One possibility that may work (depending on your situation) is a shareware app called Time Machine Scheduler. This allows you to schedule Time Machine backups at a different rate from once an hour, BUT, more importantly, it handles backups to an unmounted drive.
The way it works is
- you run the app and set up a schedule, making sure you tick the box that says "handle unmounted volume"
- you then go to the Time Machine prefs pane and SWITCH OFF the big button for Time Machine. (This is important. If you don't do this, things won't work.) What that button switches off is not really Time Machine, but the scheduler for Time Machine, which doesn't matter since we have a new scheduler.
- unmount your time machine volume.
Now, once an hour or every twelve hours, or whatever you choose, your Time Machine volume will be mounted, will backup, then will unmount.

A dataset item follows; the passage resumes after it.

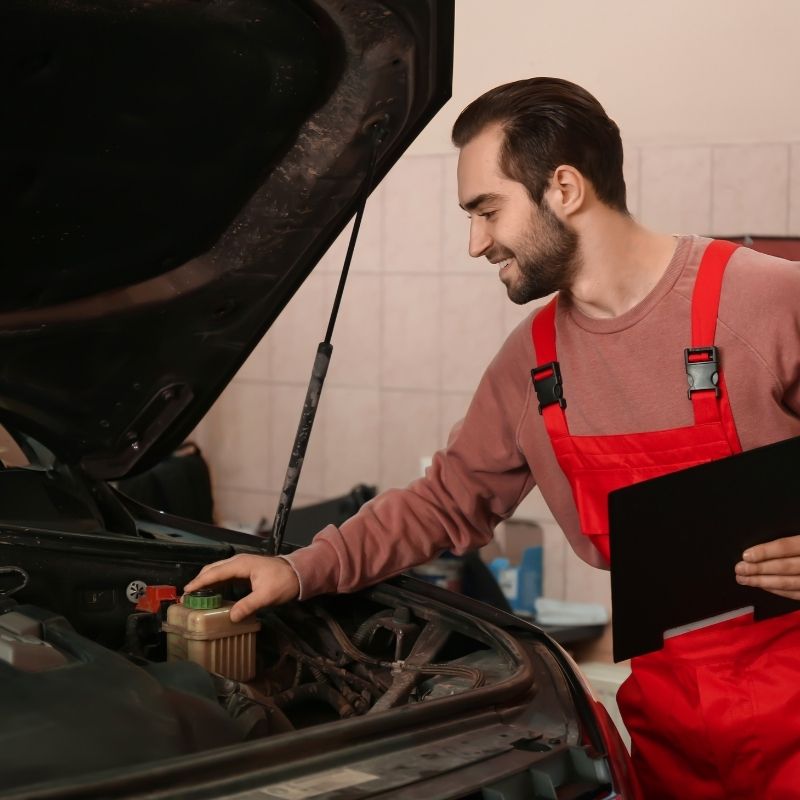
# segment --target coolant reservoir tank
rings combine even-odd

This is safer (drive is not visible on the desktop to be screwed with), is less cluttery, and saves power if your drive is one that spins down when it is unmounted. (It should, but see my point above about the sheer crapulence in this field, and brand names are no guarantee of competence.)
I performed an analysis of all my hard drives and grouped them from the best (spins down automatically when not in use, no matter what the CPU is doing) to the absolute worst (drives by fabrik CAN NOT BE SPUN DOWN because if you do so, there is a 10% chance when they power up that they will be corrupt beyond recognition) with various intermediate shades (like drives that simply do not spin down and reduce power, even when they are ejected or the CPU is put to sleep).
I then re-arranged my drive usage across all the drives bearing these facts in mind. eg the drives that can't be spun down I hooked up to my media mac (which uses low power, and which is generally in use one way or another most of the time, so I set I to never sleep, and never sleep the HDs).
The drives that never reduce power I set up as archive drives, so that most of the time they are switched off.
And the generally reasonable drives I hooked up so that the CPUs power down drives when possible, and all have their time machine volumes running unmounted now, mainly backing up every twelve hours rather than every hour.
This was something I should have down a while ago, and is definitely worth it. I used to have about five fans running to cool various crappy drives; with this new system no fans are necessary since all the worst power drives are usually switched off, or unmounted. I'm probably saving 100 to 150W 24/7 which is nothing to sneer at, and keeps the house a little cooler.
I'd recommend anyone with multiple external drives perform this sort of analysis and rebalancing.